Search code examples
prometheusmetricspromqlgrafana-loki

Grafana gauge for percentage error rate not showing correct calculation


I am trying to visualize the percentage of requests that resulted in error (minute by minute) via a Grafana gauge but the Gauge is not showing the correct value. For example when I execute 10 requests within a 1 minute interval - where 5 of those requests result in HTTP 200 and 5 result in HTTP 500 then I expect the Gauge to show 50% error percentage. However the value stays at 100% regardless that I have been sending successful and unsuccessful requests to the API :

gauge

This is the corresponding query :

100 * (sum(sum_over_time(total_requests_gauge{status_code!="200"}[1m]))/ on() group_left() sum(sum_over_time(total_requests_gauge[1m])))

I have configured the Gauge unit to Percent :

percent

On the client side this is how I have set up the Prometheus exporter :

MetricsReporter.cs

public class MetricReporter
{
private readonly ILogger<MetricReporter> _logger;
private readonly Counter _requestCounter;
private readonly Gauge _requestGauge;
private readonly Histogram _responseTimeHistogram;
    public MetricReporter(ILogger<MetricReporter> logger)
{
    _logger = logger ?? throw new ArgumentNullException(nameof(logger));

    _requestCounter = Metrics.CreateCounter("total_requests", "The total number of requests serviced by this API.");
    _requestGauge = Metrics.CreateGauge("total_requests_gauge", "The total number of requests serviced by this API.");

    _responseTimeHistogram = Metrics.CreateHistogram("request_duration_seconds",
        "The duration in seconds between the response to a request.", new HistogramConfiguration
        {
            Buckets = Histogram.ExponentialBuckets(0.01, 2, 10),
            LabelNames = new[] { "status_code", "method" , "path"}
        });
}

public void RegisterRequest()
{
    _requestCounter.Inc();
    _requestGauge.Inc();
}

public void RegisterResponseTime(int statusCode, string method,string path, TimeSpan elapsed)
{
    _responseTimeHistogram.Labels(statusCode.ToString(), method, path).Observe(elapsed.TotalSeconds);
}

}

Prometheus is scrapping the metrics correctly at http://localhost:9090 as well as the API endpoint at http://localhost:80/metrics

I also have an endpoint that always returns error responses :

[AllowAnonymous]
    [HttpPost("problem")]
    public IActionResult Problem([FromBody] RegisterModel model)
    {
        //always returns HTTP 500 error      
            return Problem();
    }

What am I missing?


Solution

  • You are using the wrong prometheus function for this use case - sum_over_time(). Rather I would increase() for easy calculation.

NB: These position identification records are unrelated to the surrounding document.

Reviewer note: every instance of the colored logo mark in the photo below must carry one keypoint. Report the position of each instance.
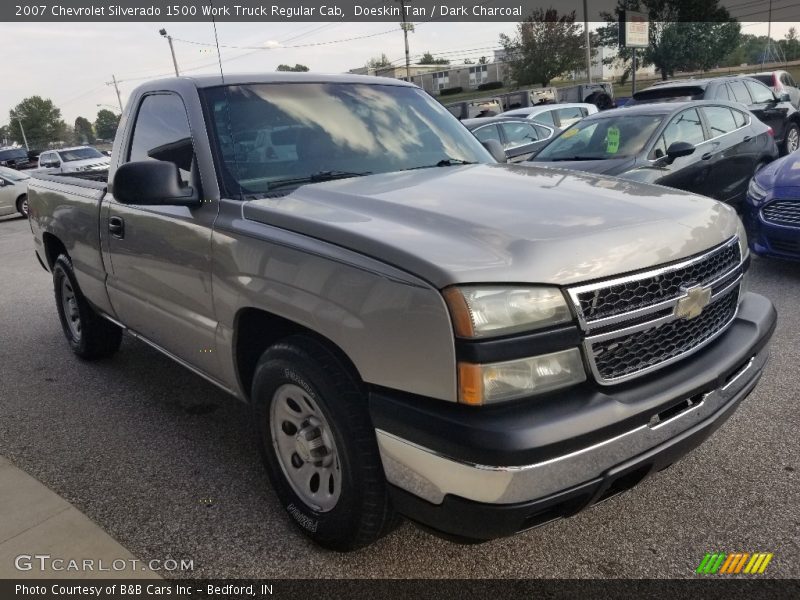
(734, 564)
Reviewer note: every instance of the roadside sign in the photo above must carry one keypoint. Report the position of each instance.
(634, 30)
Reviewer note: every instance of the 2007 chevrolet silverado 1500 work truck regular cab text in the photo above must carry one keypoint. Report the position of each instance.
(418, 330)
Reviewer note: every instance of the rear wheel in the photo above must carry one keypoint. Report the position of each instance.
(319, 444)
(89, 335)
(22, 205)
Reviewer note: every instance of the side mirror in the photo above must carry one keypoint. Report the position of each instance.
(152, 182)
(678, 149)
(495, 148)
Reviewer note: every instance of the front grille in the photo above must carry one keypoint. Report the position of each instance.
(632, 324)
(643, 350)
(782, 212)
(636, 293)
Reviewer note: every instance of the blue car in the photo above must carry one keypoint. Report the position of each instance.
(772, 210)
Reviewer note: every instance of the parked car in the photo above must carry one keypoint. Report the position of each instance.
(772, 210)
(15, 157)
(520, 138)
(72, 160)
(775, 111)
(474, 109)
(13, 192)
(781, 83)
(415, 328)
(707, 147)
(557, 116)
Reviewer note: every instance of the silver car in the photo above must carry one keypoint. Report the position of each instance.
(13, 192)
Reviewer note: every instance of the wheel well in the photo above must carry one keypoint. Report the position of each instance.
(256, 330)
(53, 247)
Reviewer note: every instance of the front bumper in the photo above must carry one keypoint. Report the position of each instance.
(561, 453)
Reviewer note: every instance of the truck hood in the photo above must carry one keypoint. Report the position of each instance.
(503, 223)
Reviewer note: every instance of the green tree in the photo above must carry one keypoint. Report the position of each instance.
(298, 68)
(429, 59)
(84, 132)
(685, 35)
(546, 45)
(41, 120)
(378, 62)
(105, 125)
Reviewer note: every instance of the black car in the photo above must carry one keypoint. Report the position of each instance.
(519, 137)
(777, 112)
(707, 147)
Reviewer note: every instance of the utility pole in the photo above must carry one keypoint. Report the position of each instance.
(116, 88)
(163, 33)
(22, 129)
(405, 26)
(588, 47)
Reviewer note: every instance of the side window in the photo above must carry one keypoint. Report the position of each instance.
(518, 134)
(160, 123)
(545, 118)
(685, 127)
(740, 92)
(486, 133)
(759, 92)
(720, 120)
(740, 118)
(721, 92)
(569, 116)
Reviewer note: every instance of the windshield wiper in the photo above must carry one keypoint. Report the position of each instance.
(317, 177)
(445, 162)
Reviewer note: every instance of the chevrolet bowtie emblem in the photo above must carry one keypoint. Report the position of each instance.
(696, 299)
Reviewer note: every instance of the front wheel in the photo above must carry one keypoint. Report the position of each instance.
(319, 444)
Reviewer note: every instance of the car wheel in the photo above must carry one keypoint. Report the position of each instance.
(319, 446)
(22, 205)
(792, 140)
(90, 336)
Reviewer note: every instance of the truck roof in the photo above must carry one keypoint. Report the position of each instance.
(205, 81)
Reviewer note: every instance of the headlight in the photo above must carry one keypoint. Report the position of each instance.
(498, 382)
(485, 311)
(755, 191)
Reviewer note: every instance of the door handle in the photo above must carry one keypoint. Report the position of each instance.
(116, 226)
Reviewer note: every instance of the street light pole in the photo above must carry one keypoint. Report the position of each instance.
(163, 33)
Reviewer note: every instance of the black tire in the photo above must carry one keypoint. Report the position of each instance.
(89, 335)
(791, 139)
(22, 205)
(363, 512)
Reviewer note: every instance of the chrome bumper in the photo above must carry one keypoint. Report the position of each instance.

    The increase() calculates how much a counter increased in the specified interval. The sum_over_time() calculates the sum of all values in the specified interval.

    Here is the query that I tested and worked fine for me:

    sum(increase(http_server_requests_seconds_count{namespace="",pod_name=~"",uri=~"",status!="200"}[1m]))/sum(increase(http_server_requests_seconds_count{namespace="",pod_name=~"",uri=~""}[1m])) *100

    Looks like you are using a custom metric, so change the metric name and filter params accordingly.